Ocular morbidity was detected in 10.4% of children screened in the present study, similar to as reported by Nepal BP et al. in Nepali school children [
28]. The occurrence was higher compared to what has been reported by other Indian studies as vision screening in the present study was performed by a well-trained research assistant and not by schoolteachers [
17]. The majority of screen positive children suffered from refractive errors (87.4%) followed by strabismus (5%). The overall prevalence of refractive error based upon dry retinoscopy findings in children was 9%. Myopia was much more common than hypermetropia and exotropia was twice as common as esotropia, similar to what has been observed in Nepali school children [
28]. Only 1.6% (41) of children were diagnosed with Hypermetropia compared to 7.7% by Murthy GV et al. [
29]. Mild to moderate hypermetropia may have been underreported in the present study due to inadequate cycloplegia while performing a retinoscopy. Furthermore, the prevalence of refractive errors is known to have geographic and ethnic variations. The varied ethnicity, age group of participants and inherent differences in the study design could explain such differences in the occurrence of refractive errors in the present study compared to in the western world [
30].
The mean age of children in our study is greater than that in the other reports [
27]. Older children are more co-operative and this could possibly be a reason for higher accuracy in our study using either of the screening methodologies. It would be interesting to compare the accuracy of smartphone photograph-based screening among a younger population.

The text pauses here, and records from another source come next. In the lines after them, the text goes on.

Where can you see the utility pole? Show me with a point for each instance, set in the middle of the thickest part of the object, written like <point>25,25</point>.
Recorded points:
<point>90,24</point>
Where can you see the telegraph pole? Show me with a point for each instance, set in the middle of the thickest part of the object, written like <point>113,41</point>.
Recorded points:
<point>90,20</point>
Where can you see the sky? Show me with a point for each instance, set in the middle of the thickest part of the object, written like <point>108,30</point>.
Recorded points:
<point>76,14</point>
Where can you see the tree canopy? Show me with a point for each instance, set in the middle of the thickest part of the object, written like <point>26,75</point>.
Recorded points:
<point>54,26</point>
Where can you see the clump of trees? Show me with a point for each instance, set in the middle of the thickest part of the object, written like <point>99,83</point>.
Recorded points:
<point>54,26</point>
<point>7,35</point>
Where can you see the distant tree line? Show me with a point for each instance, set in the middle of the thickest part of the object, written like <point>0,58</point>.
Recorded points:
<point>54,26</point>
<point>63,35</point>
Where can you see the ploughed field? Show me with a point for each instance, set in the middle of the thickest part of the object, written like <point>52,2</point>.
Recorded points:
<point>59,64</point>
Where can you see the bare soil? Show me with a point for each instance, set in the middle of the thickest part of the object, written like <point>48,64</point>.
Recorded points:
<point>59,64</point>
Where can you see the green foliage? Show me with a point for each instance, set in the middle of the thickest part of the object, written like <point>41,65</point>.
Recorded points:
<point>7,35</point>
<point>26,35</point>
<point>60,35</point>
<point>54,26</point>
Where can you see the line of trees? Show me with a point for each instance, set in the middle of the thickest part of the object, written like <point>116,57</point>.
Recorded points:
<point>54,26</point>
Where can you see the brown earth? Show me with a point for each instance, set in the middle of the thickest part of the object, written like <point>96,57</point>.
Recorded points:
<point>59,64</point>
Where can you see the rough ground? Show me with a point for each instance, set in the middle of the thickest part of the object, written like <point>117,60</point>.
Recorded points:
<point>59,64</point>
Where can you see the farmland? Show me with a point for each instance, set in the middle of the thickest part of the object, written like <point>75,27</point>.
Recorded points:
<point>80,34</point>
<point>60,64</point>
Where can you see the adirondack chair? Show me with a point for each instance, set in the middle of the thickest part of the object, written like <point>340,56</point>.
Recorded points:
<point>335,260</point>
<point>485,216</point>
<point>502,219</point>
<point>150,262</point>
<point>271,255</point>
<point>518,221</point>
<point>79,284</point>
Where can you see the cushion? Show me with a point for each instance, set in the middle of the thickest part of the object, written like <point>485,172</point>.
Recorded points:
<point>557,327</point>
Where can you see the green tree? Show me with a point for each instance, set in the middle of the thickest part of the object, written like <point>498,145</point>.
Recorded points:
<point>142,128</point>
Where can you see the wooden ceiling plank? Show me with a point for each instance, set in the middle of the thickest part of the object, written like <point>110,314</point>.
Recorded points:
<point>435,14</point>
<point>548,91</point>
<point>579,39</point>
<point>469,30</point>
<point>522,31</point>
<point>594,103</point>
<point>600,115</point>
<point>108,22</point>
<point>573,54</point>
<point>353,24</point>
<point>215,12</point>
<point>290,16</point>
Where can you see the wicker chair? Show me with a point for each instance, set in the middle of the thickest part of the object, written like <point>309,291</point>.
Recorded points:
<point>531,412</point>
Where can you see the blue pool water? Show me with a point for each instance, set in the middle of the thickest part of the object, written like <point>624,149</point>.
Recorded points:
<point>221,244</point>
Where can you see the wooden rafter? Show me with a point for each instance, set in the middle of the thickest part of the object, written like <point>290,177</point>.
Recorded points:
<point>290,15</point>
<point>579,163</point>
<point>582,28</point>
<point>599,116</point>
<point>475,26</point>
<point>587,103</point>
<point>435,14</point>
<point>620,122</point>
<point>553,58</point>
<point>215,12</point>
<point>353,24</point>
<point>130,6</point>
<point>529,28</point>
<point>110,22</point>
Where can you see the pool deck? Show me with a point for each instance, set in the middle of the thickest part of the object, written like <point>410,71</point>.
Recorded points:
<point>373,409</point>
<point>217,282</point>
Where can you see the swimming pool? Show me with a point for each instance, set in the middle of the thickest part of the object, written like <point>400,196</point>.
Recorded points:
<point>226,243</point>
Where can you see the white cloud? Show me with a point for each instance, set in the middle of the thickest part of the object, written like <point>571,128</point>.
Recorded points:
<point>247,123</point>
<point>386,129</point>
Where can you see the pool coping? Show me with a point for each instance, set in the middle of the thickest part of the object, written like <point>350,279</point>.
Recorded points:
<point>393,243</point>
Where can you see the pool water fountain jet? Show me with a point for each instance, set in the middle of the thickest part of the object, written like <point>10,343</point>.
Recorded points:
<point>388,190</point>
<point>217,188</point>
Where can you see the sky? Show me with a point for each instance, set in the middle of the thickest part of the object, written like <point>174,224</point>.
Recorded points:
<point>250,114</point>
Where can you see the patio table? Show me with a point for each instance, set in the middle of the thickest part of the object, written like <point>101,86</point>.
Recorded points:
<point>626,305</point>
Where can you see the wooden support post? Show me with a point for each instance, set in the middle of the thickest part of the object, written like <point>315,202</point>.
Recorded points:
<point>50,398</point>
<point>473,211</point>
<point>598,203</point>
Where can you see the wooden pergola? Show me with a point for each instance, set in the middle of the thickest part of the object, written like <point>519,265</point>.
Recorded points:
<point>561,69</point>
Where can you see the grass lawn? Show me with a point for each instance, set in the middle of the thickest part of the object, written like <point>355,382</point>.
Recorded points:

Despite being a large cohort, the frequency of ocular morbidities other than refractive errors and strabismus was small. However, the present study provides a unique opportunity for a realistic portrayal of the occurrence of ocular morbidities in school children. A lack of bias in reporting by virtue of its community-based designs adds to the strengths of the study.
One of the major limitations of our study was the non-quantification of refractive errors in screened children. A handheld auto-refractometer would have been a useful device for measuring refractive errors and further analysis. Furthermore, the criteria for the detection of visual impairment by a digital screening tool were not in accordance with the AAPOS guidelines thereby limiting the comparison with other mentioned studies [
31]. The criteria for the interpretation of photographs warrants further refining to reduce disagreement. This would be necessary for conducting larger population-based screening in the future. Additionally, the reproducibility of photographs demonstrating Bruckner’s reflex in the inexperienced hands of schoolteachers is yet to be determined before the proposed method can be widely accepted as an effective and affordable screening modality for school eye screening programs in developing countries. Collecting and analyzing larger data with varied morbidities will enable the objectification of the photograph interpretation including the quality of glow. This can be developed into a mobile application for school eye screening.